The event's big winner, Redha, follows the story of Alina and Razlan, who discover that their only son is autistic and must confront the harsh realities of raising a child disabled by a condition they know little about. The film was directed by Tunku Mona Riza, who attended the festival for the screening and participated in a Q&A with the audience, as well as a public panel discussion on Muslim voices in Southeast Asia. This year's audience choice award was decided by a five-star online rating system that allowed viewers to submit their votes by smart phone after screenings.

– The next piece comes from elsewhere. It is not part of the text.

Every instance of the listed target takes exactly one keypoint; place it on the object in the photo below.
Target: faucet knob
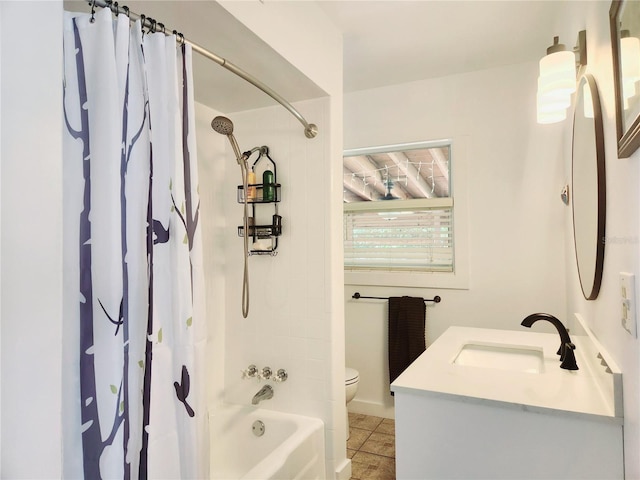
(250, 372)
(281, 375)
(266, 373)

All of LPFF's screenings and events are free and open to the public. At night, some of the showings take place in the open air in the heart of Luang Prabang's public market, drawing large numbers of families and villagers from the surrounding community. Luang Prabang has no working cinemas, so it's not uncommon for some attendees to see their first movie on the big screen at the festival. Accompanying the headline screenings were concerts from popular Lao singers Touly and Ola Black Eyes — "a platform for these performers to showcase their talents to an international audience," the LPFF's organizers said.
LPFF's 2017 country in focus, or "Spotlight," was Thailand, with a full day of programming devoted to screenings and industry discussions of the issues faced by Thai filmmakers today. LPFF’s rich program of shorts — a particularly valuable set of platforms given the nascent state of the region's film communities — included: a selection from the 2017 Vientianale Short Film Competition that showcased budding talent in Laos; Thai shorts to complement the festival's Thailand Spotlight; the top films from a Youth and Agroecology Short Film Competition held by LPFF and the Agroecology Learning alliance in Southeast Asia; and recent award winners on Viddsee, an online video platform featuring short films from across Asia.
The LPFF Talent Lab, now in its second year, included 10 film projects from six ASEAN nations. The lab, which was extended to two days this year, included a pitching workshop led by Bryce Norbitz and Molly O’Keefe from the Tribeca Film Institute.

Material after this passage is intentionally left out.